Best Practices for DocETL

This guide outlines key best practices for using DocETL effectively, focusing on the most important aspects of pipeline creation, execution, and optimization.

Pipeline Design

Start Simple: Begin with a basic pipeline and gradually add complexity as needed.
Modular Design: Break down complex tasks into smaller, manageable operations.
Optimize Incrementally: Optimize one operation at a time to ensure stability and verify improvements.

Schema and Prompt Design

Keep Schemas Simple: Use simple output schemas whenever possible. Complex nested structures can be difficult for LLMs to produce consistently.
Clear and Concise Prompts: Write clear, concise prompts for LLM operations, providing relevant context from input data. Instruct quantities (e.g., 2-3 insights, one summary) to guide the LLM.
Take advantage of Jinja Templating: Use Jinja templating to dynamically generate prompts and provide context to the LLM. Feel free to use if statements, loops, and other Jinja features to customize prompts.
Validate Outputs: Use the validate field to ensure the quality and correctness of processed data. This consists of Python statements that validate the output and optionally retry the LLM if one or more statements fail.

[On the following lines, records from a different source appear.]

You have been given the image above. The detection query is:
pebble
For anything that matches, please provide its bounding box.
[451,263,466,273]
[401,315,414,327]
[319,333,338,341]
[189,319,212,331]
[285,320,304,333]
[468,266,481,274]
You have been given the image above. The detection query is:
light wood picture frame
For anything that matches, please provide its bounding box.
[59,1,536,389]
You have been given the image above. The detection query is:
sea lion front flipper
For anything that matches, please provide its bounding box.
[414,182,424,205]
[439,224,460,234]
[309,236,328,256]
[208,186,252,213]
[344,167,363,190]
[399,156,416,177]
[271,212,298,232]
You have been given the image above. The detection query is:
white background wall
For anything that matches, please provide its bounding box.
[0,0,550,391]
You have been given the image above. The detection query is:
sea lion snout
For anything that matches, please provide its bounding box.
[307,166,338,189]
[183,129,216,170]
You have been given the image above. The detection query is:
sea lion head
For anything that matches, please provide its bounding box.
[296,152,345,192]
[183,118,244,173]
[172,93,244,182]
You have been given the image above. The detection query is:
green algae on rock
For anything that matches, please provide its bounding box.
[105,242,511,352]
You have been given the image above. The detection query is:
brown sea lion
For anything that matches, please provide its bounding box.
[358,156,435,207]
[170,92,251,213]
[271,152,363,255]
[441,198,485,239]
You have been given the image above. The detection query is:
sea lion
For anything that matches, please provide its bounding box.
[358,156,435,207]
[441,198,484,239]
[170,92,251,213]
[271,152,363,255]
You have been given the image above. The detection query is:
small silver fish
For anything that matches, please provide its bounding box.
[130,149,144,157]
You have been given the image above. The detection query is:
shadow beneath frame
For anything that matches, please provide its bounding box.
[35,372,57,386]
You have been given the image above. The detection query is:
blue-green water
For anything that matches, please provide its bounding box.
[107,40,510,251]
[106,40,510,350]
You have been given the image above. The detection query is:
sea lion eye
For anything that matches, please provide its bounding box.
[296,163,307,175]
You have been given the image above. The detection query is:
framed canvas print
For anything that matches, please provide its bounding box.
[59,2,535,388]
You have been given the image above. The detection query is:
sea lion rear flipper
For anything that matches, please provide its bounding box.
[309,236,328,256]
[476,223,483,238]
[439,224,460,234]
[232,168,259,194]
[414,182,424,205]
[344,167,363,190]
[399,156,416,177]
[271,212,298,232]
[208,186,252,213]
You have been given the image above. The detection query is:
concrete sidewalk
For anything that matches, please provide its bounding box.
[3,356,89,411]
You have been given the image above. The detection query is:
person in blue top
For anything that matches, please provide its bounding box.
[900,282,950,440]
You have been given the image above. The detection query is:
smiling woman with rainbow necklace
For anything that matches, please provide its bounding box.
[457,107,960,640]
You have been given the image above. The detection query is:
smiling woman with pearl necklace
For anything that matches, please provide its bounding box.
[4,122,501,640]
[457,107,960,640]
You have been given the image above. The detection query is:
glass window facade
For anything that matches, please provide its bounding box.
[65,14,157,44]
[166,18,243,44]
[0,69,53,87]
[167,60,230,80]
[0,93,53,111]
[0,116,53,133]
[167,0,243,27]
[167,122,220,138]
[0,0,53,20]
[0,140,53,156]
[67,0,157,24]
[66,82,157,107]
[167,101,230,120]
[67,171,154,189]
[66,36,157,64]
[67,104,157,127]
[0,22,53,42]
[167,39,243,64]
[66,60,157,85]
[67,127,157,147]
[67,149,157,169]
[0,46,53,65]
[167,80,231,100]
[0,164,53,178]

Handling Large Documents and Entity Resolution

Chunk Large Inputs: For documents exceeding token limits, consider using the optimizer to automatically chunk inputs.
Use Resolve Operations: Implement resolve operations before reduce operations when dealing with similar entities. Take care to write the compare prompts well to guide the LLM--often the optimizer-synthesized prompts are too generic.

Optimization and Execution

Use the Optimizer: Leverage DocETL's optimizer for complex pipelines or when dealing with large documents.
Leverage Caching: Take advantage of DocETL's caching mechanism to avoid redundant computations.
Monitor Resource Usage: Keep an eye on API costs and processing time, especially when optimizing.